Who ever they are comparable to, Jazmine Lunders venomous, rasping vocals are ably supported by the rest of her band with their metallic stomp and copious amounts of break downs, so no doubt the legion of Manchester’s “finest” kick boxing dancers will be in the Rebellion club early tonight. For me that is one of the negatives for this evening, mainly because the venues layout offers little respite for those there to see a band or three and wanting to stand and enjoy an alcoholic beverage without a sized 11 Vans clad foot heading towards an unsuspecting chest or head. 

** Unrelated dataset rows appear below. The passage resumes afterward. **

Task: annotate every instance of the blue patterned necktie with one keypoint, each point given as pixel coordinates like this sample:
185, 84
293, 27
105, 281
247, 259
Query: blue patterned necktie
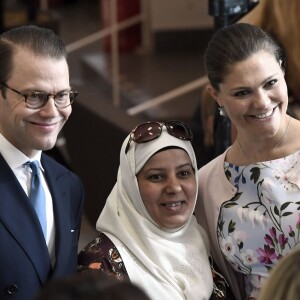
37, 195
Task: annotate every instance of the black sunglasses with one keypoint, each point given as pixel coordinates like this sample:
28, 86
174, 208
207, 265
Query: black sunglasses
149, 131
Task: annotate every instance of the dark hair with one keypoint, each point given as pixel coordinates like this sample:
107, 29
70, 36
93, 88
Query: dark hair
39, 41
92, 285
236, 43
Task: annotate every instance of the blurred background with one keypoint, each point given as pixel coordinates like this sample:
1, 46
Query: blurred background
131, 61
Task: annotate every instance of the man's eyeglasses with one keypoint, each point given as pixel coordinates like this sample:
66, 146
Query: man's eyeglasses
149, 131
36, 100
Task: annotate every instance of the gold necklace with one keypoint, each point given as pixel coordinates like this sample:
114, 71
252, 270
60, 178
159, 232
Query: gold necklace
280, 141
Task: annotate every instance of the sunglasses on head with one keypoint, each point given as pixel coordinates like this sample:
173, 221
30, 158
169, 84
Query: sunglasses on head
149, 131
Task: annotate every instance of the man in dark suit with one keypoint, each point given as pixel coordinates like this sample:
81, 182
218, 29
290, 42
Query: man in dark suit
35, 103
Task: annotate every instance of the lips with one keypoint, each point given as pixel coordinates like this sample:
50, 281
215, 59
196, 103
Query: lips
265, 115
173, 204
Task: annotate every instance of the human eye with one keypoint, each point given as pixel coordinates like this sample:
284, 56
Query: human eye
186, 172
242, 93
155, 177
36, 97
271, 83
62, 96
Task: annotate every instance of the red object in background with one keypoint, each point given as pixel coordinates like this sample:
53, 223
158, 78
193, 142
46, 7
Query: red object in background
128, 39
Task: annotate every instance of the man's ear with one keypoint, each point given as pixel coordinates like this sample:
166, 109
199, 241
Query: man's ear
214, 93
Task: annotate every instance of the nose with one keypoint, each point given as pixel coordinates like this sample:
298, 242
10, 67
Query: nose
173, 185
262, 100
49, 109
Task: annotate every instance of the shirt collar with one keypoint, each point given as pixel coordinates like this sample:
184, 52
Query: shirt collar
13, 156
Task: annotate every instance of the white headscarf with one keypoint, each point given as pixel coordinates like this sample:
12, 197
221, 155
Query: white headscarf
166, 264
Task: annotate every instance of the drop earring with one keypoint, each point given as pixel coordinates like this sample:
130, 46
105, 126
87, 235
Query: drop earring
222, 111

I’ve made an opinion on fellow Australian headliners Make Them Suffer based on half a song on YouTube, so I’m unlikely to be there for the duration, but I have all day to discover them and the third band on the bill, Novelists from Paris then I can decide which venue the bulk of my time will be spent in. 

Rage (The Cost) is taken from the all too brief release Cycles of Grief, Vol 2: Decay released last month. Six songs clocking in around the fourteen minute mark, so it’s flashed by before you know it. Well worth a listen if you like you metal tinged beatdown hardcore.